Decentralize contractor selection
As Reason Foundation analyst Marc Scribner has argued, a second but equally important reform is decentralizing contractor selection and management from DHS to airport authorities. Although the SPP allows private screening at select airports, its structure remains highly centralized. Airports must apply to TSA. If approved, TSA largely determines which certified contractor is assigned. The result is a process that functions more like administrative assignment than competitive procurement.
This structure reverses standard government procurement, where agencies certify qualified vendors and allow the service purchaser to select the provider that best meets local needs.
A revised model would allow airports to contract directly with TSA-certified screening providers. Airports could choose providers based on performance and operational fit, as well as terminate contracts that underperform. This would strengthen accountability by shifting selection authority, contract governance, and termination power closer to airport operators and service outcomes.
Improve transparency
Transparency is an often-overlooked but powerful driver of performance improvement in complex security systems. Earlier Government Accountability Office (GAO) oversight in the 2000s and early 2010s relied on detailed operational data to assess performance across airports. Over time, comparable public reporting has become more limited, which reduces external visibility into system-wide performance trends.

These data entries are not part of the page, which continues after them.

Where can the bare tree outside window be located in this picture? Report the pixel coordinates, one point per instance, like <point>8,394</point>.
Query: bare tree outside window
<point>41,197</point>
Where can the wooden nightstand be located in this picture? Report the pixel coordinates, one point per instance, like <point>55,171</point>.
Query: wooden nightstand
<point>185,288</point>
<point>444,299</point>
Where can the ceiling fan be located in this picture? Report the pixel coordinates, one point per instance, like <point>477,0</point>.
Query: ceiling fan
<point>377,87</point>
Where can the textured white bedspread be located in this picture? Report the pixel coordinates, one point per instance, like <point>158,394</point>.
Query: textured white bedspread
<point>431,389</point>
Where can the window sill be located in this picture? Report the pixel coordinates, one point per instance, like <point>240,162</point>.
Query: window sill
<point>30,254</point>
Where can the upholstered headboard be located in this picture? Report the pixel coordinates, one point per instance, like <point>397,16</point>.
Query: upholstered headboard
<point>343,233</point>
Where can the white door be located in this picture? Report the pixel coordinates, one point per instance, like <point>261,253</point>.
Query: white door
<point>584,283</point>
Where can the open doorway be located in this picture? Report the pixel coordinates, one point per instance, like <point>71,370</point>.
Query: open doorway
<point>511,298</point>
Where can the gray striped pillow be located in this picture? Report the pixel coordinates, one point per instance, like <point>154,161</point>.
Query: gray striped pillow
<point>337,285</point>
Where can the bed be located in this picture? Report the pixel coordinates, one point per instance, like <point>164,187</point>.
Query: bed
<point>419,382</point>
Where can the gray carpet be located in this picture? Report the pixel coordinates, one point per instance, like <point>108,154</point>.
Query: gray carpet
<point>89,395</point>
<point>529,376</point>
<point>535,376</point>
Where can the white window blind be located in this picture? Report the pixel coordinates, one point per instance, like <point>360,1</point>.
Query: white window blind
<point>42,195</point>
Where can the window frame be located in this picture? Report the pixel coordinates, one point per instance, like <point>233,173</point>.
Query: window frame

The GAO has also identified transparency concerns in TSA processes, particularly in how screening policies are implemented and evaluated. When decision-making criteria and performance data are less accessible, it becomes more difficult to assess effectiveness.
Broader research suggests that reduced transparency and increased procedural complexity expand discretionary authority and weaken accountability mechanisms. Reestablishing standardized reporting on key metrics like wait times, throughput, and contractor performance would restore visibility and strengthen incentives for operational improvement.
Preparing for takeoff on TSA reform
Privatization remains the most direct path to aligning incentives in airport security, but it is not the only policy lever available. Reforms to the SPP, greater airport autonomy in contractor selection, and improved transparency would each reduce friction in the current system and strengthen accountability.
Shutdown or not, passengers still pay the price for a system built around inertia as opposed to innovation. The question remaining is how long Congress will allow this dysfunctional system to persist.
Steve Swedberg is a Policy Analyst with the Center for Economic Freedom, focusing on financial, monetary, and transportation policy.